進化過程を再現する胎児嚥下機能はおっぱいを飲むことで自然と鍛えられます
宇宙の惑星である地球上に生命が誕生したのは、今から40億年前にさかのぼります。太陽からの紫外線を避けて海中に原生動物が誕生し、その後デボン紀に硬骨魚類が生まれ、進化をした魚は両性類として陸に上がってきました。その後、爬虫類が生まれ、哺乳類が出現しました。

ドイツのヘッケルは「個体発生は系統発生の繰り返しである」という説を唱えました。これは、卵から発生が進んで成体に達するまでの過程は、その生物が辿ってきた進化の過程を短時間で再現している、というものです。

母親の胎内で1個の卵子と精子が結ばれ、受精卵ができ、生命への第一歩を迎えます。その後、母親の羊水の中で39週間を過ごします。その12~15週間には、羊水を飲み始めると同時に、生まれてから母親の乳頭に吸い付くための準備運動である指しゃぶりを始めます。このことは、最近の超音波診断器の発達により証明されています。

生まれてからは、しばらく経つと手と足を使って上手に腹這いを始め、高這いを経て、体を浮かせて立ち上がります。これは、生物の進化過程と同じ経路を辿っているようです。海水中の魚から両生類として陸へ這い上がり、爬虫類を経過して哺乳類となり、直立二足歩行が完成するのと同じということです。

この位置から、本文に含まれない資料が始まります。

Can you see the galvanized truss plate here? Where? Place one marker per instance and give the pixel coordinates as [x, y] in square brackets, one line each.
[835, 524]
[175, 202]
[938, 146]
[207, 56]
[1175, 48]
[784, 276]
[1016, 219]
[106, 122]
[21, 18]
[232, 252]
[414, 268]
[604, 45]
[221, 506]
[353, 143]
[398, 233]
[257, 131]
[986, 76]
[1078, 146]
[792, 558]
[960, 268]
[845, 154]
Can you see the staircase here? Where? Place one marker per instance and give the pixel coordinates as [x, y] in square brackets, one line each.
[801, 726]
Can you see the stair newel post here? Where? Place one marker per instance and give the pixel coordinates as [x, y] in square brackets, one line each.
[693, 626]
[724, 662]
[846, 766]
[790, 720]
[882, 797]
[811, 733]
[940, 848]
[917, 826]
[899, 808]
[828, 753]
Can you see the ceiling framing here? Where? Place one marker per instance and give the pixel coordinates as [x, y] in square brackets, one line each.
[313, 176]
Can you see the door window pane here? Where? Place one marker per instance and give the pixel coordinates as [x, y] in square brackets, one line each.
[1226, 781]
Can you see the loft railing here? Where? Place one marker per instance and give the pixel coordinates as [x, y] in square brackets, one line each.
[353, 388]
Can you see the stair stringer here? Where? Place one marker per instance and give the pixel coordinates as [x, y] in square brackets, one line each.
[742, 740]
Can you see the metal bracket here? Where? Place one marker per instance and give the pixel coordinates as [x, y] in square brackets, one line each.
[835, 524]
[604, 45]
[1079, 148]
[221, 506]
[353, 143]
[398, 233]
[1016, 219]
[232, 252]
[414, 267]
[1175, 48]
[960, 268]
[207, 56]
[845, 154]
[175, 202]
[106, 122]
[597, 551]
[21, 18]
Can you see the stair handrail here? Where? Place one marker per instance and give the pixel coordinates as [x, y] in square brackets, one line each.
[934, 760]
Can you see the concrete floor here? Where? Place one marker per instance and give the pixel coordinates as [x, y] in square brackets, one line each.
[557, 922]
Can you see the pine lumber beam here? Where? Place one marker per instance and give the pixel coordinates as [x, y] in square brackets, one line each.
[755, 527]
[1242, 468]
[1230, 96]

お乳は、吸ってもらって初めて出る嚥下機能はおっぱいを飲むことで自然と鍛えられます
人間の胎児は、哺乳動物としては未熟のまま生まれてきます。つまり、大脳皮質が良く発達しているため、頭が大きく自力で立ちあがることができません。そのため自分から母親のお乳を吸いに行くことができず、母親からの授乳により生命が保たれます。

小児科医は「お乳は、出るから赤ちゃんに吸わせるのではなく、赤ちゃんに吸ってもらって初めて出るのです」と訴えています。人間の進化過程で、現在のように人工的に哺乳瓶を用いて母親の代わりに授乳させてきた時代はなく、それは乳児の成長に大きな影響を与えています。

どんな乳頭の形態といえども、人間の乳首に勝るものはありません。乳児期に良い歯列(歯並び)を作り出す大きながっしりとした顎を母乳によって作り上げる必要があります。母親の胸に抱かれての授乳は、生まれたばかりの赤ちゃんにとって最大の運動であり、額に汗を流しながら夢中になって母親の乳頭に吸い付き、疲れ切ってすやすやと眠りに入ります。しばらくすると、思い出したかのように再び吸い始めます。

この行為は、お口周りの筋肉発達、歯並び、発音に非常に重要であり、哺乳瓶を使った誤った哺乳行動は、舌の機能障害を生む要因となります。その結果、ディスクレパンシー(歯並びが悪くなる)を引き起こしたり、嚥下機能に影響を与えたりすることとなるのです。